Regarding failure to take reasonable measures, the court applied the causation standard from Van Colle and Savage, requiring proof that the deceased lost a substantial chance of avoiding death due to the Trust's failures. The evidence that the fatal injury resulted from an unwitnessed fall while under hospital care was speculative and did not rise above a possibility. The medical evidence did not conclusively link the injury to a hospital fall, and the alleged failures could not be clearly connected to depriving the deceased of a substantial chance to avoid death. Consequently, this ground was found not arguable.
On the risk to life, the court emphasized the stringent operational duty standard requiring a real and immediate risk to life, not merely a risk of serious injury. Although the deceased was at risk of seizures and serious injury due to alcohol withdrawal, the evidence did not establish a substantial present and continuing risk to his life once detained and observed. The previous CT scans were unremarkable for intracranial bleeding, and the risk of death was not sufficiently foreseeable or immediate to engage Article 2 protections. The coroner's decision was therefore neither irrational nor unlawful.

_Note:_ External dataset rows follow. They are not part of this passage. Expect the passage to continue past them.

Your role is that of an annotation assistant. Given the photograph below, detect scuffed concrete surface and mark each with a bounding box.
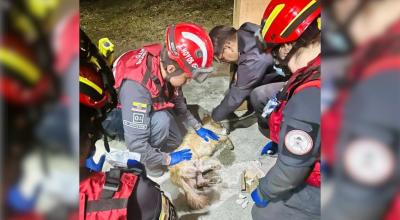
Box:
[95,77,276,220]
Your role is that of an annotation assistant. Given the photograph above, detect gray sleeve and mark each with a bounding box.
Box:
[173,88,202,130]
[236,53,273,89]
[258,88,320,200]
[119,80,166,167]
[212,85,251,121]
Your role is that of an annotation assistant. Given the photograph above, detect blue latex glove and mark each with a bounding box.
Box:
[169,149,192,166]
[85,153,106,172]
[261,141,278,156]
[196,128,219,142]
[126,159,140,168]
[7,185,41,212]
[251,188,269,208]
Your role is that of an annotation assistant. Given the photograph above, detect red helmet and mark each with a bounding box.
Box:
[260,0,321,46]
[0,34,51,106]
[166,23,214,82]
[79,64,110,109]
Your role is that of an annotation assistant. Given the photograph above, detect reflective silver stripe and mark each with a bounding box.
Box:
[85,199,128,213]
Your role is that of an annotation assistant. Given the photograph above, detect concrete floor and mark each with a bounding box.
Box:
[95,76,276,220]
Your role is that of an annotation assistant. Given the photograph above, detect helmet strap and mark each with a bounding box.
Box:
[272,21,320,76]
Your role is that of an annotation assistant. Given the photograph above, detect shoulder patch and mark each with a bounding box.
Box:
[343,138,395,186]
[285,130,314,156]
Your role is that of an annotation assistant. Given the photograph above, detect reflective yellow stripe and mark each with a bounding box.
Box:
[281,0,317,36]
[79,76,103,95]
[0,48,40,83]
[262,4,285,38]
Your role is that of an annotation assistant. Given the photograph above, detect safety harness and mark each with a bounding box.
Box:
[269,56,321,187]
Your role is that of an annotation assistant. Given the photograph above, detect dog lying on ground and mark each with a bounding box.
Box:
[170,115,233,209]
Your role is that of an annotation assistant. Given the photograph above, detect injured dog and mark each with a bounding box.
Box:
[170,115,233,209]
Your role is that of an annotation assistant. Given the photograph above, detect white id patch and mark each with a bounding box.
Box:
[344,138,395,186]
[123,112,147,130]
[285,130,314,155]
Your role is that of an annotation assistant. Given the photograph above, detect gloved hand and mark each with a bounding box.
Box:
[196,127,219,142]
[261,96,279,118]
[261,141,278,156]
[126,159,140,168]
[85,152,106,172]
[169,149,192,166]
[251,188,269,208]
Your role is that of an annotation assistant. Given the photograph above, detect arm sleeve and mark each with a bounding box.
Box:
[236,53,273,89]
[173,88,202,130]
[212,85,251,121]
[258,88,320,200]
[119,80,166,167]
[323,71,400,220]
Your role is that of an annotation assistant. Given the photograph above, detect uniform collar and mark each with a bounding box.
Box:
[144,44,162,57]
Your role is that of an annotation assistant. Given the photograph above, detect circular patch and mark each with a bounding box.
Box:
[285,130,314,155]
[344,139,395,186]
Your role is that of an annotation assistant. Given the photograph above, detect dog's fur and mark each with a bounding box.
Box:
[170,115,233,209]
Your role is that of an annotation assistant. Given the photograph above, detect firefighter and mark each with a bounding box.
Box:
[251,0,321,220]
[322,0,400,220]
[79,60,177,220]
[113,23,219,176]
[209,22,284,131]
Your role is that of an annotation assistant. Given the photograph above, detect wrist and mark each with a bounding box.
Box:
[193,124,203,131]
[164,154,171,166]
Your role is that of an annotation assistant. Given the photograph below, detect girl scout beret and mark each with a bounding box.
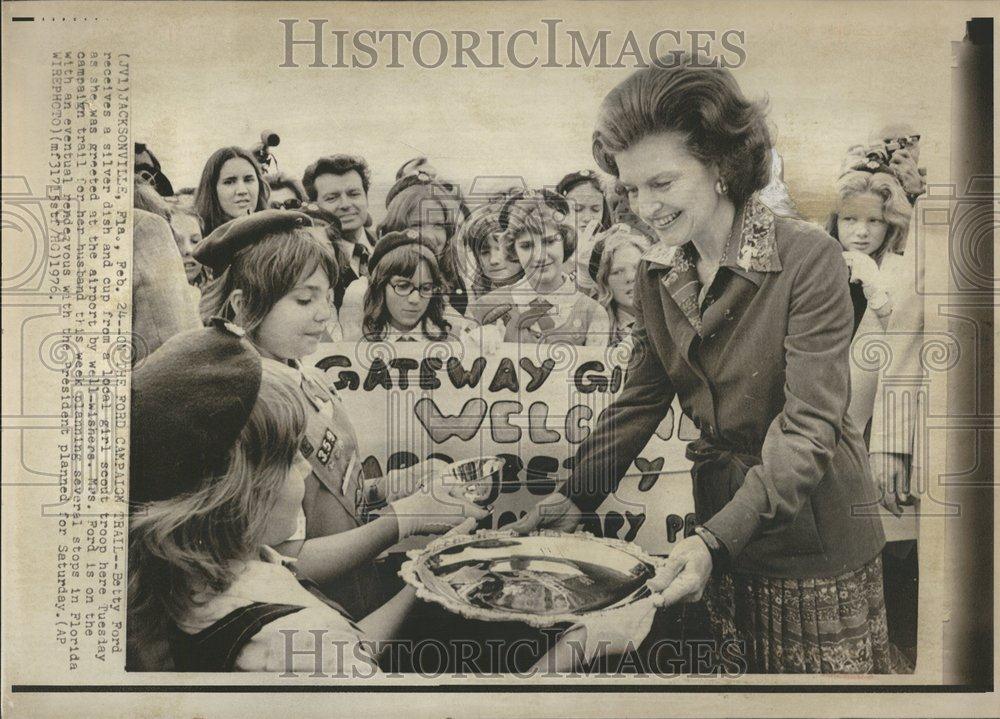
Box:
[193,210,313,275]
[368,230,423,272]
[129,318,261,503]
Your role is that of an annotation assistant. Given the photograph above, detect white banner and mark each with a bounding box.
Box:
[306,342,916,554]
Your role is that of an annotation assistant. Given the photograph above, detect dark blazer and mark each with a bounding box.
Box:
[564,198,885,578]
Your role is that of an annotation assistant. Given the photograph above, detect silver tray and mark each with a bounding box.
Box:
[400,529,657,627]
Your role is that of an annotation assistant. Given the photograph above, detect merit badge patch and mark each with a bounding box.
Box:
[316,430,337,467]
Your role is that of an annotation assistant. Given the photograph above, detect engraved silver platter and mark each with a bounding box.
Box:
[400,529,657,627]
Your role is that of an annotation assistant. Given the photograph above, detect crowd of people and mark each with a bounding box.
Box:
[130,54,924,672]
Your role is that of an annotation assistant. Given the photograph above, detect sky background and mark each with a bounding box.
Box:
[15,2,970,219]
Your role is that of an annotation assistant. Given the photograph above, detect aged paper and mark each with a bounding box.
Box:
[2,1,997,717]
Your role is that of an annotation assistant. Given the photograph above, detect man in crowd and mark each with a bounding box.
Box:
[302,155,375,284]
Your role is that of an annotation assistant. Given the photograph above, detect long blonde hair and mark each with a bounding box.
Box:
[594,223,652,324]
[826,170,913,263]
[128,363,306,642]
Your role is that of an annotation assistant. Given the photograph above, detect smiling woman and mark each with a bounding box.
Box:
[194,147,269,235]
[518,58,905,673]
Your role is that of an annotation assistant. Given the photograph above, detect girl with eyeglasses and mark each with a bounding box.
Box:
[195,210,483,617]
[362,229,464,342]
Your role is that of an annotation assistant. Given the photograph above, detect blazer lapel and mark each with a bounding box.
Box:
[701,270,763,338]
[660,244,701,333]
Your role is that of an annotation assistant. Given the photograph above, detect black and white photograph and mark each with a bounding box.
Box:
[2,1,996,717]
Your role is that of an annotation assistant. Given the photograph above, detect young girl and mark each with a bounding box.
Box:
[362,230,458,342]
[828,165,924,661]
[826,170,912,334]
[470,191,611,347]
[369,172,469,315]
[194,147,269,235]
[128,322,480,678]
[597,224,651,347]
[196,210,482,616]
[457,201,524,299]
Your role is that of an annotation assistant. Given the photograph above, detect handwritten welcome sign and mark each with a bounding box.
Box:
[306,342,915,554]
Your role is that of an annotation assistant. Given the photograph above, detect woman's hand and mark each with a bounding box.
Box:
[869,452,913,517]
[649,535,712,607]
[506,492,581,534]
[563,598,656,663]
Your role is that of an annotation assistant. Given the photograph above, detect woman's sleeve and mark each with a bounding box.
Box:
[562,265,674,512]
[705,238,854,557]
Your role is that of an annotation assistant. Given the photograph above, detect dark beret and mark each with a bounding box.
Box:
[193,210,313,275]
[368,230,427,272]
[129,318,261,503]
[385,170,434,209]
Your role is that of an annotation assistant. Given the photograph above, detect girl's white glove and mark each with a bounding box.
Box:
[460,320,504,357]
[844,250,892,321]
[375,458,448,503]
[563,597,656,663]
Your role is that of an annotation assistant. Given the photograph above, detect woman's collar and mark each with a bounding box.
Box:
[642,193,781,279]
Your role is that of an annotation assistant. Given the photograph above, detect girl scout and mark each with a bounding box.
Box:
[196,210,486,617]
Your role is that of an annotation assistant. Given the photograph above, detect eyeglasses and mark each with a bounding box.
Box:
[271,197,302,210]
[135,165,160,185]
[389,280,441,300]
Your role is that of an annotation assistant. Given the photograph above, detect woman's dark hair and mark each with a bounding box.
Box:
[362,243,451,342]
[556,170,611,231]
[498,190,576,264]
[194,147,271,236]
[198,227,340,339]
[593,55,772,207]
[302,155,372,202]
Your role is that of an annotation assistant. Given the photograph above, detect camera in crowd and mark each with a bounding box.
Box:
[253,130,281,176]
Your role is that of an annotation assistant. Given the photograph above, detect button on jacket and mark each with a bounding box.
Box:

The court further noted that factual findings by the coroner, made after an extended inquest with live evidence, did not reach the threshold of arguable irrationality.
Holding and Implications
The court REFUSED PERMISSION to proceed with the judicial review challenging the coroner's ruling on Article 2 engagement.
The direct effect is that the coroner's conclusion that the positive operational duty under Article 2 was not engaged stands. The claimant's challenge based on alleged failures and risk to life was found unarguable due to speculative causation and insufficient evidence of a substantial and immediate risk to life. No new legal precedent was established by this decision. The coroner remains the appropriate authority to make factual determinations in such inquests.